In Europa, l’uso dei modelli ha evitato un disastro. Un esempio. Grazie al report dell’imperial college di metà marzo, il Governo Inglese, che inizialmente aveva preso le cose sottogamba, ha deciso di effettuare le chiusure. Con quel piccolo ritardo iniziale oggi la Gran Bretagna ha il conto dei morti più alto in Europa. Sappiamo oggi, da simulazioni attendibili, che le chiusure effettuate in tutta Europa grazie all’uso di modelli hanno permesso di salvare oltre tre milioni di vite. Seicentomila solo in Italia. Sembrano troppe? Beh, se proviamo a guardare i dati complessivi di Bergamo e a proiettarli sul resto d’Italia e per un paio di mesi, direi di no.

– Quali le previsioni da oggi ai prossimi mesi?

Come si diceva prima, tutto dipenderà da quello che facciamo. A questo proposito occorre notare come il dibattito in Italia abbia assunto bizzarre connotazioni politiche. Ci sono gli ottimisti e i catastrofisti: categorie senza senso, scientificamente parlando. Io penso che se vogliamo evitare altre chiusure dovremo essere prudenti. Diversamente faremo la fine di altre parti del mondo. Dalle stime che ho visto, quando il famoso numerino Rt sale troppo, si riesce a riportarlo in basso solo chiudendo, e noi questo dobbiamo evitarlo.

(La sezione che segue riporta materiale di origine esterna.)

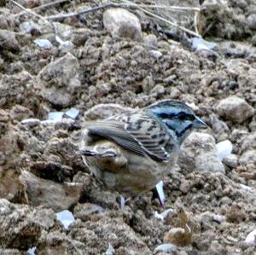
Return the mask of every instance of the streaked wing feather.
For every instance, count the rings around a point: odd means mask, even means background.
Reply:
[[[165,149],[170,136],[165,128],[143,111],[125,113],[89,124],[90,135],[97,135],[138,154],[148,154],[157,160],[166,160]]]
[[[165,128],[148,113],[140,111],[117,117],[125,123],[126,131],[154,159],[166,160],[170,156],[165,149],[170,136]]]
[[[137,142],[125,130],[125,124],[105,119],[87,125],[89,135],[100,136],[115,142],[119,146],[132,151],[137,154],[143,155],[145,151]]]

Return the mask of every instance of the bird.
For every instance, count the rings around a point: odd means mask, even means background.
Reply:
[[[154,188],[170,172],[191,131],[205,128],[207,125],[186,103],[162,100],[86,123],[79,153],[108,188],[136,197]]]

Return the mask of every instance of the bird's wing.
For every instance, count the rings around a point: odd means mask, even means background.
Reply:
[[[90,135],[96,135],[138,154],[148,154],[156,160],[166,160],[165,149],[170,136],[159,122],[144,112],[125,113],[87,126]]]

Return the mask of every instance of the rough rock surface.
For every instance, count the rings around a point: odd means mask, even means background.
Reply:
[[[255,114],[255,109],[246,101],[237,96],[230,96],[223,99],[217,106],[219,116],[236,123],[242,123]]]
[[[46,66],[38,74],[44,84],[44,98],[56,107],[70,106],[81,85],[78,68],[78,60],[71,53]]]
[[[142,41],[142,27],[138,18],[121,8],[111,8],[103,14],[103,24],[113,37]]]
[[[187,171],[224,173],[224,167],[217,154],[214,138],[204,133],[193,132],[184,141],[180,165]]]
[[[34,11],[52,22],[0,1],[0,253],[36,247],[42,255],[94,255],[113,246],[122,255],[165,248],[176,255],[254,254],[246,238],[256,218],[255,1],[205,0],[197,28],[216,47],[196,52],[194,36],[138,9],[125,7],[137,24],[127,33],[131,23],[105,27],[108,8],[60,18],[106,1],[16,2],[38,7]],[[150,11],[194,30],[194,12]],[[242,101],[218,107],[230,97]],[[166,98],[189,103],[209,128],[185,141],[163,180],[164,206],[153,191],[119,210],[119,194],[96,181],[77,153],[79,126]],[[62,116],[71,107],[79,110],[75,119]],[[58,111],[61,118],[48,119]],[[233,150],[222,164],[215,143],[224,140]],[[68,229],[55,219],[55,211],[67,208],[75,217]],[[167,233],[176,245],[165,246]]]

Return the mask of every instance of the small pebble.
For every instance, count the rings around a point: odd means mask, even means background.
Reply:
[[[108,248],[105,252],[105,255],[113,255],[114,254],[114,249],[113,246],[111,244],[108,244]]]
[[[245,242],[248,246],[256,246],[256,229],[247,235]]]
[[[202,38],[194,38],[192,39],[192,47],[197,51],[201,49],[211,50],[216,47],[216,43],[207,42]]]
[[[154,49],[149,50],[149,54],[156,59],[160,59],[163,55],[161,52]]]
[[[161,213],[158,213],[158,212],[154,212],[154,217],[158,219],[164,220],[168,215],[170,215],[172,212],[174,212],[174,210],[172,208],[169,208]]]
[[[48,114],[48,120],[60,121],[62,119],[64,113],[62,112],[51,112]]]
[[[177,251],[177,246],[172,244],[168,244],[168,243],[160,245],[154,249],[154,252],[161,252],[164,253],[169,253],[171,252],[175,252],[175,251]]]
[[[29,248],[26,252],[29,255],[35,255],[36,254],[35,253],[36,250],[37,250],[37,247],[32,247],[32,248]]]
[[[67,229],[68,226],[75,221],[73,213],[68,210],[64,210],[56,213],[56,217],[66,229]]]
[[[40,125],[40,120],[38,119],[30,118],[30,119],[25,119],[21,120],[20,123],[22,125],[26,125],[30,127],[33,127],[33,126]]]
[[[65,117],[67,116],[68,118],[71,118],[73,119],[76,119],[79,114],[79,110],[77,108],[72,107],[68,111],[65,112],[64,115]]]
[[[216,144],[217,154],[220,160],[231,154],[233,146],[230,140],[224,140]]]
[[[43,49],[51,49],[53,48],[52,43],[47,39],[36,39],[34,43]]]
[[[160,204],[163,206],[165,204],[165,193],[164,193],[164,183],[163,181],[159,182],[156,185],[156,191],[158,193],[159,200]]]

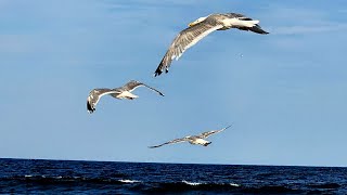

– Cosa ne pensa del progetto di riaprire le università con l’inizio del prossimo anno accademico?

Al di là di certi annunci ministeriali, non credo che a settembre sarà possibile a livello nazionale un ritorno in presenza generalizzato. La situazione cambia a seconda delle zone e dei contesti e c’è un problema di spazi e aule che in Italia va avanti da decenni. Difficile risolverlo in un paio di mesi. Bisogna essere realisti: tenendo conto che la didattica online ha dimostrato di essere un’alternativa accettabile per un tempo limitato, e che le aule universitarie sono, più di altri luoghi pubblici, ambienti ideali per la creazione di focolai, non credo che tornare in presenza in autunno sia una decisione saggia. Poi mi chiedo ad esempio che cosa succederebbe se qualche docente si ammalasse, come probabile in caso di ripresa autunnale: l’università non è come la scuola, i corsi sono particolari, non ci sono supplenti. Avremmo una situazione caotica. Ho l’impressione che non ci siano reali esigenze didattiche per ripartire tutti in presenza in una situazione di emergenza, ma piuttosto pressioni di vario tipo, alle quali non è saggio cedere perché spesso prive di giustificazioni scientificamente solide. Ho visto qualcuno agitare il pericolo che le università diventino tutte telematiche, ma la trovo una paura immotivata: i virus, con pandemie annesse, sono sempre arrivati, e così come arrivavano, se ne andavano. Dopo, si ricominciava come prima.